Tesla Motors has been making headlines recently, and there is still more good news for the electric car manufacturer. Quartz reports Californians bought more Teslas in June than Buicks, Cadillacs, Chryslers, Fiats, Jaguars, Land Rovers, Lincolns, Mitsubishis, Porsches or Volvos. Tesla's only current model, the Model S, beat each of these manufacturers full lineups in June and captured 12-percent of California's luxury sports category, according to Polk data.
Tesla sold eight units in June 2012. This year, the company has already sold 4,715 cars in California, with 1,097 cars registered in June. Tesla has been riding a wave of good press since paying off federal loans 10 years early. Since then, share prices have shot up to $171.67 by early this afternoon. Tesla recently self-crowned the Model S the "Safest Car Ever," much to the annoyance of the National Highway Traffic Safety Administration.

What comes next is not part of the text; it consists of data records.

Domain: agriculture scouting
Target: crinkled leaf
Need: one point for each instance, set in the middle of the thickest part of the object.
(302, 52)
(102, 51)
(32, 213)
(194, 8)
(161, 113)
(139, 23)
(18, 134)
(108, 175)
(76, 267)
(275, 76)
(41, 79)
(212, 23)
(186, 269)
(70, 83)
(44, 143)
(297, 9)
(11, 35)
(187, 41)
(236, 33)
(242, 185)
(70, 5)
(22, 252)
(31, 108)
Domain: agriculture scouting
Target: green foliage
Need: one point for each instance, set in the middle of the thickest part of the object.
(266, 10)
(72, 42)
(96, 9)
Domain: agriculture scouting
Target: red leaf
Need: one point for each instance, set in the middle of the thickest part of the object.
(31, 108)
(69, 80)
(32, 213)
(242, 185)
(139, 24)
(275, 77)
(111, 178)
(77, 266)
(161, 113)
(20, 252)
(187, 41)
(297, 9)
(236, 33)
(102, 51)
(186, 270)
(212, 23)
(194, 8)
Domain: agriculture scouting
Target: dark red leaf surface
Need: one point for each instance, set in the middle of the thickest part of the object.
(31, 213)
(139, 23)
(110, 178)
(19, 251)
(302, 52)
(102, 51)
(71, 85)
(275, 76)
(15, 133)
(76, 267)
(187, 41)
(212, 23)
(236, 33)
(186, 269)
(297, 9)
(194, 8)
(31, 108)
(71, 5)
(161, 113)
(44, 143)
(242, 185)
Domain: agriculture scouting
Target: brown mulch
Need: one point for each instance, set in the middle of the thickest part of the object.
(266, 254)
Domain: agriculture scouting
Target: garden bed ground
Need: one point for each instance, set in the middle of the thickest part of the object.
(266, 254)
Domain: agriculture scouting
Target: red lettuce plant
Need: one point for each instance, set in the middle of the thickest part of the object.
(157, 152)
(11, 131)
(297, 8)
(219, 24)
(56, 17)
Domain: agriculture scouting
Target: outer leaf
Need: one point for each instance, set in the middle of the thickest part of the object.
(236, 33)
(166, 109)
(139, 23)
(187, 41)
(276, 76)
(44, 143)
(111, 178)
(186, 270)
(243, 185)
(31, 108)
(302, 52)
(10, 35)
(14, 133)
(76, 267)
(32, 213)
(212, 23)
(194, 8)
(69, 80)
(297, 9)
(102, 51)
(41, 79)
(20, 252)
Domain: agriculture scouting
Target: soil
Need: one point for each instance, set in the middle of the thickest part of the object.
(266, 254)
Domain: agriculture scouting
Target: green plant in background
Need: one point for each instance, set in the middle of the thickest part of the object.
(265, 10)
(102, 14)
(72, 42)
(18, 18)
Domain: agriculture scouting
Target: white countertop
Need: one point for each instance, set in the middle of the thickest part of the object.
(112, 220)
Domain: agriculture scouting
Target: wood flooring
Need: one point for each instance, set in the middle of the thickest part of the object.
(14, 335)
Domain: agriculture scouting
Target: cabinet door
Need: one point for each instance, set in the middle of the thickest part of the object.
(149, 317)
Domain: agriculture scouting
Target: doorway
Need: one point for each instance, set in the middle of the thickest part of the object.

Tesla's market capitalization--more than $20 billion based on it's August 26 trading price--seems absurd by most measures. After all, the small EV-only company is valued at a higher level than decades-old automakers like Fiat and Peugeot. But some Wall Street analysts and some of those investing are looking at the long-term upside of the Tesla brand. Indeed, the Tesla brand is starting to be looked at as valuable in the non-electric luxury space as well as the growing EV category.
Brian Johnson of Barclays, the bank's auto industry analyst, projects that shares of the automaker could climb close to $300 a share, and suggested the now-niche company could succeed on a much larger scale.